How can you not love 5’-1” Sha’Carri Richardson? She's the super Black athlete with the outrageous name, orange hair, tattooes up and down her muscular arms. Her use of marijuana seems to have eliminated her from this summer’s Tokyo Olympics. Richardson has been suspended from competition for a month.
The World Anti-Doping Agency (WADA)—which regulates drug use in global sports—bans all “all natural and synthetic cannabinoids.” That includes weed. And that’s dumb. U.S. Anti-Doping CEO Travis Tygart says, “The rules are clear, but this is heartbreaking.” Indeed it is.

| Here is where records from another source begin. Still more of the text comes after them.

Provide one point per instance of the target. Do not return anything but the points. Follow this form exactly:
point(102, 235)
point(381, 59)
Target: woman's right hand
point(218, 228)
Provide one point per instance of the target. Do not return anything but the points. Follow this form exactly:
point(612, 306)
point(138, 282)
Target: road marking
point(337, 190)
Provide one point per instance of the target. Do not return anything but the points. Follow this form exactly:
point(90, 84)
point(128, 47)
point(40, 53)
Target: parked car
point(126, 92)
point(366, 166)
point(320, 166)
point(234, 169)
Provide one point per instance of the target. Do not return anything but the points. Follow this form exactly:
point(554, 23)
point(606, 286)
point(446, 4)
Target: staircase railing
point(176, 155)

Richardson is one of the fastest humans on the planet. In June 2021, she ran the 100 meters in 10.86 second. That’s tops.
At 21, her career is just beginning. Her big mouth shows no signs of going quiet. “I am it,” she says. “I am who I say I am,” and “Talent is talent. If you got it you go fast.” Richardson also says she’s sorry, though for what isn’t clear.
“I apologize for the fact that I didn’t know how to control my emotions or deal with my emotions during that time,” she says.
She explains that she used marijuana to deal with her mother's death. That news hit her hard, plus she says she was stressed about the competition for the Olympics.
I say the anti-doping officials should give Richardson a pass. After all, weed isn’t heroin, steroids or cocaine. According to sport experts, marijuana can relax an athlete and improve performance.
I also say let all the sprinters smoke weed, get loose and run fast. On social media, many fans of the Olympics are behind Richardson. Actress Patricia Arquette says, “This is ridiculous. What are they thinking.” Another fan says, “She should get extra points for winning while on the weed.”
Here’s my all time favorite comment from Richardson: “This is the last time the Olympics don’t see Sha’Carri Richardson. This is the last time the U.S. doesn’t come home with the gold in the 100 meters.”
Perhaps Richardson runs fast and talks wild because she grew up poor in Texas. She played some basketball and football in school, but by the age of nine she knew she wanted to be a sprinter and win medals. She has exceeded her wildest dreams.
Track aficionados have told her to cut her hair, cut her nails and get rid of her eyelashes because they slow her down. Richardson is Richardson, from her size eight shoes to her long bright orange hair.
Along with Muhammad Ali, she’s the greatest. I’ll tie her shoe laces, bring her water, clock her as she runs the 100 meters and point out once again the absurdity of the laws against marijuana.
(Jonah Raskin is the author of Marijuanaland: Dispatches from an American War.)